Tag Archives: Statistics

Lies, Damn Lies, and Next Gen Stats

This commercial showing an exciting play where Christian McCaffery scores a touchdown has been out for some time now. In it McCaffery discusses how it was improbable (14.2% of the time or about 1/7) that a touchdown would be scored with four defenders at a given distance away (3.0, 3.3, 7.5, and 8.3 yards away). Due to the magic of “Next Gen Stats”, this play becomes a statistical anomaly. Let’s analyze this claim and see if it tells us the outcome of this play is remarkable, from a statistical point of view.

We can stipulate that for a play starting at about the 5 yard line, when there are four  unblocked defenders within 8.3 yards of the runner, it is unlikely that a touchdown will be scored. I would conjecture, however, that a large majority of the time those defenders would be in front of the runner.  Indeed, it might be that only 15% of the time that none of the four closest defenders are in front of the runner. In that case, the touchdown probability for the way this play initially unfolded could be  94.7%  (that is, 14.2/15=0.9466…), if all of the touchdowns occurred when no defenders were in front of the runner.

An experienced football fan would look at the stills above and would bet it is more likely than not for the runner to score (even if it was clear there was a defensive back right at the goal line). This is because there is still a lot of room to the sideline and the bad angle the defender is taking. It seems like the worst possible outcome is that a tackle is made at the 2 or 3 yard line.

The fact that there are four players at the given distances does not tell us very much about the play. Indeed, it seems like two of those defenders aren’t really even running at this point.  What is important, and not quantified here (possibly because it is much harder), is that none of the defenders are in the path of the runner and that the nearest defender is on the goal line.

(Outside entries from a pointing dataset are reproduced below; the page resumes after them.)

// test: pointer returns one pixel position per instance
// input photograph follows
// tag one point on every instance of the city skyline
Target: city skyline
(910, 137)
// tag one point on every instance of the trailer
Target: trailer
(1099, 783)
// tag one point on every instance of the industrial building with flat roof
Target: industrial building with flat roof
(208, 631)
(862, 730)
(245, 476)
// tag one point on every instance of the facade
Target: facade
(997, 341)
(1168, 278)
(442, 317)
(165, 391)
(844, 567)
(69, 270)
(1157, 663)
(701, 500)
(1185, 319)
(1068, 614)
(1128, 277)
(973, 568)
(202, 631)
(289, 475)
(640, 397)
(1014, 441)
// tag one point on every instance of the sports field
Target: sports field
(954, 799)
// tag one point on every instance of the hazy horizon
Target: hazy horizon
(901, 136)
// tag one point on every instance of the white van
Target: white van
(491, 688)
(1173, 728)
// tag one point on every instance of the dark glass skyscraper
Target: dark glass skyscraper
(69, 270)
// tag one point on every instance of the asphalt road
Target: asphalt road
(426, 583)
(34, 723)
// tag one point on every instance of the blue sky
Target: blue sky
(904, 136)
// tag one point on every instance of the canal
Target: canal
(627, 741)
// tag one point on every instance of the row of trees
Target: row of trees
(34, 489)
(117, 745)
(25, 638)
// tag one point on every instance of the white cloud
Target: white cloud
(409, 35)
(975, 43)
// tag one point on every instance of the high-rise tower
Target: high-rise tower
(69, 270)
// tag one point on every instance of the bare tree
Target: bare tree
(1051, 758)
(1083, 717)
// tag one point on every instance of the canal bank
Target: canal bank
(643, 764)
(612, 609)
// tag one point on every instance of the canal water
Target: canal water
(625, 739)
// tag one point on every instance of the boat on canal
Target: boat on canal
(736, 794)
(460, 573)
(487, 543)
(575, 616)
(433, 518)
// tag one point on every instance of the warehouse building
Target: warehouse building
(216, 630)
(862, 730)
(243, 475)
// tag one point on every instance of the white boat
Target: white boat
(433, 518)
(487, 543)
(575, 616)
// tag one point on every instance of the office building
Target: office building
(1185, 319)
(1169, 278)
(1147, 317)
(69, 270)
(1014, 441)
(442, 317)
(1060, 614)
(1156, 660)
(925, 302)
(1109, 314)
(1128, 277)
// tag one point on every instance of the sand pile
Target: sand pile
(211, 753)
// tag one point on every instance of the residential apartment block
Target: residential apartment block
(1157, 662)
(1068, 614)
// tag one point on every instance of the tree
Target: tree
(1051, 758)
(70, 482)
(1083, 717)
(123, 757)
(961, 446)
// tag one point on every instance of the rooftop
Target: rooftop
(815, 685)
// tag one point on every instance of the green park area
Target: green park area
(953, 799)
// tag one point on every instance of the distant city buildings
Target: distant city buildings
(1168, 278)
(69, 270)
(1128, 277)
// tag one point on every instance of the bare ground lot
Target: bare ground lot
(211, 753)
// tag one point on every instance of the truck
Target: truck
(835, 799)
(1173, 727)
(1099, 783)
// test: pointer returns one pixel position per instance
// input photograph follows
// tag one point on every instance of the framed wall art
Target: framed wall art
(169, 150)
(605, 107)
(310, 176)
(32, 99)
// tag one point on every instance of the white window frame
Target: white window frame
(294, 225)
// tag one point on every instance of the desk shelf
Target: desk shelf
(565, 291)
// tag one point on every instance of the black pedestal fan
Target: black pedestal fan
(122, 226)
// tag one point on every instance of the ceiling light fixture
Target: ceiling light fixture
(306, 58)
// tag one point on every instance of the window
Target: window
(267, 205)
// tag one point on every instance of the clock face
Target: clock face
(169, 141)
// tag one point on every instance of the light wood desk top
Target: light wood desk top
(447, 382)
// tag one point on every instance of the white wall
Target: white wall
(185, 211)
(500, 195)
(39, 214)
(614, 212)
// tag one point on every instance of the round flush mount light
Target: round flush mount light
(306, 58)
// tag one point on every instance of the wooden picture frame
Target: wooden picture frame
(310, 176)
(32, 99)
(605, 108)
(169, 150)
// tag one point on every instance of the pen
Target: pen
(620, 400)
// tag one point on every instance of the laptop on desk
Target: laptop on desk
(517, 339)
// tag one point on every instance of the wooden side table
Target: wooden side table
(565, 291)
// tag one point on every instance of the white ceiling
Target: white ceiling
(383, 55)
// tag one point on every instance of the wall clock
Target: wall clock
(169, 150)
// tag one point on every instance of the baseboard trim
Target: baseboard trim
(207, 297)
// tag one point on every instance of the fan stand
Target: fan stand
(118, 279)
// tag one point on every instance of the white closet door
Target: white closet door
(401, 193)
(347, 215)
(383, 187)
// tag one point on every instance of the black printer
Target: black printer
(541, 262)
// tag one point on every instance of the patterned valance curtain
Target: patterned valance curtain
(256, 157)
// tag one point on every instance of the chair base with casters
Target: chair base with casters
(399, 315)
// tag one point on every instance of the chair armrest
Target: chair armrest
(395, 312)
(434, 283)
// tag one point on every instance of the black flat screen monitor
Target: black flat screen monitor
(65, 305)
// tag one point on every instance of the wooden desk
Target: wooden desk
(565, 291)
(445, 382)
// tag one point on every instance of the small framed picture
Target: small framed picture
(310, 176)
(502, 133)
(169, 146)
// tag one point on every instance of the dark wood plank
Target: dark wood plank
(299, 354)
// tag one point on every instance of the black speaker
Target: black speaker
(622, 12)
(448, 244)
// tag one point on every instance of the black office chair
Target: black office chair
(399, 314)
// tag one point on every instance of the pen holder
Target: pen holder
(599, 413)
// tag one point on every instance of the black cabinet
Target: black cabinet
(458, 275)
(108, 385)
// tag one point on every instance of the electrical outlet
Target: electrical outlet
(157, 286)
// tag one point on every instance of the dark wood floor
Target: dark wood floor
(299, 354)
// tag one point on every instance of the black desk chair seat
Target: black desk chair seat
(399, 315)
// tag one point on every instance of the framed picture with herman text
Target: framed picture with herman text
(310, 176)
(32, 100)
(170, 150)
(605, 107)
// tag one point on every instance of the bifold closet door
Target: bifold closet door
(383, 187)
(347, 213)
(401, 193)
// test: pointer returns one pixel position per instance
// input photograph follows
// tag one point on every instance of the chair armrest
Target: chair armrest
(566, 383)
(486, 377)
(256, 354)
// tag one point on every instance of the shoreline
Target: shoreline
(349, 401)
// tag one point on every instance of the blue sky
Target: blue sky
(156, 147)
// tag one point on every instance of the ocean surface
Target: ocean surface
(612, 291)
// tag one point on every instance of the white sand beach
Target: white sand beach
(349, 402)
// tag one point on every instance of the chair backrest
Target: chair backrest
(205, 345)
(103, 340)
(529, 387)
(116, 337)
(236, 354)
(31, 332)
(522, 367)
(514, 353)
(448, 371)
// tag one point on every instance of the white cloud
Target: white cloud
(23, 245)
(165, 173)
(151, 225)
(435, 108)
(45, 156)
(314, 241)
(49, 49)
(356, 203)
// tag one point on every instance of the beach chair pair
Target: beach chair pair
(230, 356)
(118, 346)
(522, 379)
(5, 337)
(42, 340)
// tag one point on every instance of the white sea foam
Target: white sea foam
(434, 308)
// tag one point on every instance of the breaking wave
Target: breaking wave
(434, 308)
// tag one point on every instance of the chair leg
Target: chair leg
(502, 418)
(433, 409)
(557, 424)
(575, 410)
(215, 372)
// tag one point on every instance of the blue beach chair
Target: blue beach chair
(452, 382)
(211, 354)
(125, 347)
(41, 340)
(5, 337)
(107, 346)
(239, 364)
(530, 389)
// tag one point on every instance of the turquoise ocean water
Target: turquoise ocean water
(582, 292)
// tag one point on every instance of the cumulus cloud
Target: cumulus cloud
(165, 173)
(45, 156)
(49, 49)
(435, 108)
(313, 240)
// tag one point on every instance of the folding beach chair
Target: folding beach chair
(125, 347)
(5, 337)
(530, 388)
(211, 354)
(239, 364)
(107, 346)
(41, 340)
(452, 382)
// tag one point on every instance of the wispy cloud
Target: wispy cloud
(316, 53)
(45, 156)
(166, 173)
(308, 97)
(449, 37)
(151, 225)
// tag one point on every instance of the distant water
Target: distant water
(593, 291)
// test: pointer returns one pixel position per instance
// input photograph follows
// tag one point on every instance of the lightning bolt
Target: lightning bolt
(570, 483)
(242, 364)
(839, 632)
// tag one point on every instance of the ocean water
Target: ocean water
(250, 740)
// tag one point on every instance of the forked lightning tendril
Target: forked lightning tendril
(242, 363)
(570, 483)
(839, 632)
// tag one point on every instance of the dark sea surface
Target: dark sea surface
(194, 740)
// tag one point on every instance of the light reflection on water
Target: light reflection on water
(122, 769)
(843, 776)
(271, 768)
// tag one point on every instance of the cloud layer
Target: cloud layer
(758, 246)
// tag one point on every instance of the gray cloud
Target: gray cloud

This is an example of using the data at hand to make a decision that doesn’t really have any insight.  Looking at the available data, we can infer that yes, if there are that many unblocked players, that close to a runner, it is unlikely he will score.  Of course, most of those plays will be cases where the runner is swarmed in the backfield by defenders that surround him from the start of the play. However, once we have a bit more information, like that none of those defenders stand between the runner and the end zone, it becomes much more likely to score a touchdown. The eye test would tell you that the probability is much better than the roughly 1 in 7 chance this play has a score a touchdown.